Wingard then goes on to present groups such as Backcountry Hunters and Anglers Association, American Hunters and Shooters Association and the Izaak Walton League of America as examples of organizations that will ensure the future of hunting. All of these organizations, each with their own agendas, are not all-inclusive in their attitudes toward others. I would have to say that I cannot agree that these groups will be the total future of our sport. They represent the beliefs of some and will never reflect everyone’s. Why is it that we need to be so exclusive? Can there be no respect for other’s convictions?

While I agree with Wingard’s assessment of the decline in hunting numbers, what he doesn’t point out is that one of the biggest reasons is lack of access. We are quick to blame computers and video games for the decline in new young hunters. While I agree it plays a role, we don’t realize that when the dad’s give up hunting because they have no place left to go, what is the incentive for them to take their children hunting? When one puts their faith in groups and organizations that believe that the future of hunting is in preservation of lands that are closed to hunting, I’m afraid there can’t be much future.

What is also a part of the progressive attitude as shown by many of these so-called conservation groups, is their attitude that they can dictate to landowners, and in this case lumbering companies, what they can and can’t do with their land. Finding small parcels of land here and there and creating conservation easements is the first step to the eventual shut down of the land by groups who believe that their form of recreation is better and more important than someone else’s.

The future of Maine and many other states will begin looking just like traveling around the countryside where homes and dwellings exist today. Every parcel of land, no matter its size, will be posted, no trespassing. This ill will is what makes up the progressive preservationist. One group after another, after another, will buy up a piece of land for their own personal selfish agendas and close it to the rest. Hikers will have exclusive access to their private trails, hunters to their private clubs and lands, snowmobilers, etc. etc. This is what the future looks like when our efforts should go toward finding ways to encourage land owners to keep their land open to all. Should we give up the millions of acres now owned by the “bad guys” and settle for a few thousand, not all of which will include everyone?
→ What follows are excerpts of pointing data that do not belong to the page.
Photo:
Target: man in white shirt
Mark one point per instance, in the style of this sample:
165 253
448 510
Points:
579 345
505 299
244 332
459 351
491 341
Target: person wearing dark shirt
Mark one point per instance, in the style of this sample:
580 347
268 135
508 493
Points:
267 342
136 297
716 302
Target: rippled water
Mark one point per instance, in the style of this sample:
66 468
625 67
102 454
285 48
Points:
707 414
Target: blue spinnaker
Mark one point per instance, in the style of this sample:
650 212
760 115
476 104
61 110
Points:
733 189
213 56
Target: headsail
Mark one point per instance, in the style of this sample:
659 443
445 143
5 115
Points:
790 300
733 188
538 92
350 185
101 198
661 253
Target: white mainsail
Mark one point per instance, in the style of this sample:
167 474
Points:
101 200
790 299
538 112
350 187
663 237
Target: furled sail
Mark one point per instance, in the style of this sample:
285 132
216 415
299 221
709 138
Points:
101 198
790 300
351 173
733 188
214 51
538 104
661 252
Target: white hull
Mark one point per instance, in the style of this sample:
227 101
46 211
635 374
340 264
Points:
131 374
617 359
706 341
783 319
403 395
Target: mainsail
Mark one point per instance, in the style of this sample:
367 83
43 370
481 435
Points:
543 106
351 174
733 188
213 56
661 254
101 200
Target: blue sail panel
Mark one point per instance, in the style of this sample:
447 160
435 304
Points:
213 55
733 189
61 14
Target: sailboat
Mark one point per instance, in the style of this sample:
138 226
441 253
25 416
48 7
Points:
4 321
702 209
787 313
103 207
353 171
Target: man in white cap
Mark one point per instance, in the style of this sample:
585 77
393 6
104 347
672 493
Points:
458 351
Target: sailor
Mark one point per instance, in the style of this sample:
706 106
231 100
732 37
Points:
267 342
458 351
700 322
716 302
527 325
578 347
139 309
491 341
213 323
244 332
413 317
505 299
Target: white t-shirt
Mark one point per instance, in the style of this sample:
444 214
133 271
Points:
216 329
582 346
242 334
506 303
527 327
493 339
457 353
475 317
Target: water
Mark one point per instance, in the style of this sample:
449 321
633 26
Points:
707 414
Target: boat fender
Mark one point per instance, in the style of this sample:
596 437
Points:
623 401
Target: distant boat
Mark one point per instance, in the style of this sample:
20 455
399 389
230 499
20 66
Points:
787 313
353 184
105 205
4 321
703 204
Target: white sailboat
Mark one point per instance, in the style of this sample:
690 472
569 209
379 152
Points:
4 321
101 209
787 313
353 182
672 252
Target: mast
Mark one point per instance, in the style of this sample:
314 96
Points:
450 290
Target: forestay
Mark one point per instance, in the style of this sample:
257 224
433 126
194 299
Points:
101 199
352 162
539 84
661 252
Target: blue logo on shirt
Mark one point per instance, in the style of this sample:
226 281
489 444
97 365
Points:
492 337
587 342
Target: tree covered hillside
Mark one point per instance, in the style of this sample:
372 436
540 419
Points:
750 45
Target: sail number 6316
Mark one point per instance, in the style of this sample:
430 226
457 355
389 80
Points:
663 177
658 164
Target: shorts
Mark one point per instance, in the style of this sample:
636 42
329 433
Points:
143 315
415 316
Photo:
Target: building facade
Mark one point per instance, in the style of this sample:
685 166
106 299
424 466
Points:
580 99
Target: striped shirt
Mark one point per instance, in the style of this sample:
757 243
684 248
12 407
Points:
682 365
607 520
I agree with Wingard, that sprawl is a problem but the same groups working to “protect” lands also don’t want any development. There has to be a balance. The conservationists demand that every new house or development create and/or leave “greenspace”. This in itself has created a terrible situation for chewing up land and encroaching on wild lands. Maine and other states can’t be shut down and made into fantasy wilderness lands to amuse a few who believe that because they may see themselves as the majority they now have the right to shut other, less significant users out. That’s not the America I grew up in.

It is my hope to hunt and fish Maine’s woods and waters with my children for many years to come — I have more faith that I’ll be able to do that with sound environmental management (including protected wildlands reservoirs) than if we allow the commercial managers of Maine’s forests to determine the fate of Maine’s sporting traditions.

So we are now led to believe that the commercial managers of Maine’s forests, the ones who for decades have left their lands open to everyone interested in an outdoor outing, are the bad guys and people like Roxanne Quimby and other preservationist, are the future of hunting?

This progressive approach will only serve to play into the hands of those who want to see many kinds of recreation excluded from their elite little clubs, not just hunting.